My conscious attempts at garden beauty are often less successful than my unconscious ones. The garden shed which houses my tools has developed a brand of funky elegance all its own, an elegance that was not intended when I built it. Occupying some dead space between my neighbour's house and mine, it was cobbled together with some used mahogany panelling, assorted 2x4s and a spare piece of linoleum. The shed is just big enough for me to stand in, alongside the country gentlemen. Inside I scabbed in a shelf to hold seed, small tools and that garden essential, extra hose washers. I also keep a notebook there, for variety names, planting dates and impetuous literary observations that cannot wait until I get back to my desk. I made the roof from a translucent greenhouse panel, so a bit of sun gets through to the interior. Ornamentation is utilitarian - a couple of decorative firebox doors, scavenged from abandoned wood stoves, to cover up holes in the wood panelling. A Virginia creeper is slowly embracing the shed, adding its own verdant beauty plus some structural support. The creeper, along with age and a general lack of upkeep, has allowed the shed to perform an unexpectedly graceful merger with nature.

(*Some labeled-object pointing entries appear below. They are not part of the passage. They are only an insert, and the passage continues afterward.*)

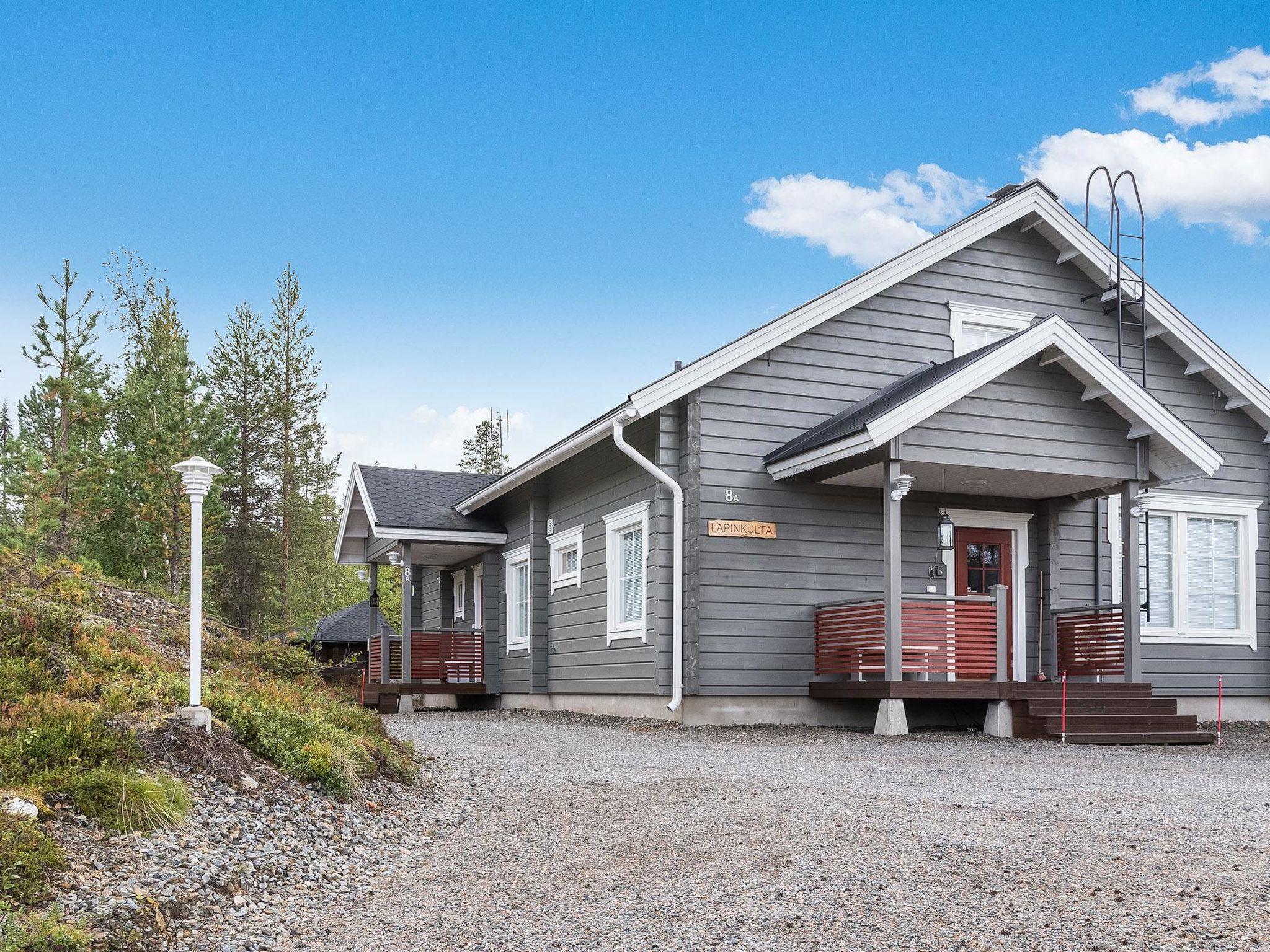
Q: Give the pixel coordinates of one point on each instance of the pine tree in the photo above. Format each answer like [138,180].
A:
[483,451]
[300,438]
[64,415]
[239,391]
[161,415]
[7,472]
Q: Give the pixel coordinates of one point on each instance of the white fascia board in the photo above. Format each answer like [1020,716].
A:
[1053,332]
[494,539]
[860,288]
[992,218]
[830,452]
[355,483]
[1173,320]
[526,471]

Objects of garden art, particularly buildings, are sometimes called follies. The folly legitimacy debate has raged on for some time now; actually for a couple of centuries. Experts agree that a folly must have no function, but there are those who go on to say that any structure consciously built as a folly cannot be one, by definition. A true folly must originate from genuine but loopy intent, they say. Anything else is mere caricature. As one folly authority put it, "you cannot build one deliberately. Only other people can bestow the title of Folly on your monstrous erection."
In the early 1800s, the heyday of follies, wealthy European estate owners would create artificial lakes, and then islands in the lakes, as sites for useless ornamental buildings that would provide artistic contrast with their landscaping. Faux Greek temples were popular, as were gazebos. Many of these constructions were considered suspect by the purists, since they were not only silly in the eyes of the beholder, but those of the creator as well. So the aesthetic purists coined the derogatory term fabrique and applied it to the structures they considered to be illegitimate follies.
The next crisis to hit the folly world was perpetrated by 19th-century landscape painters, who demanded buildings of a certain sort to include in their expensive compositions. Fortunately, true follies prevailed, since there were enough wealthy, eccentric and genuine nutbars around to conceive and build them.
Brass beavers, sundials and funky garden sheds are not enough to elevate me to the world of folly - but perhaps whimsy will do, for now.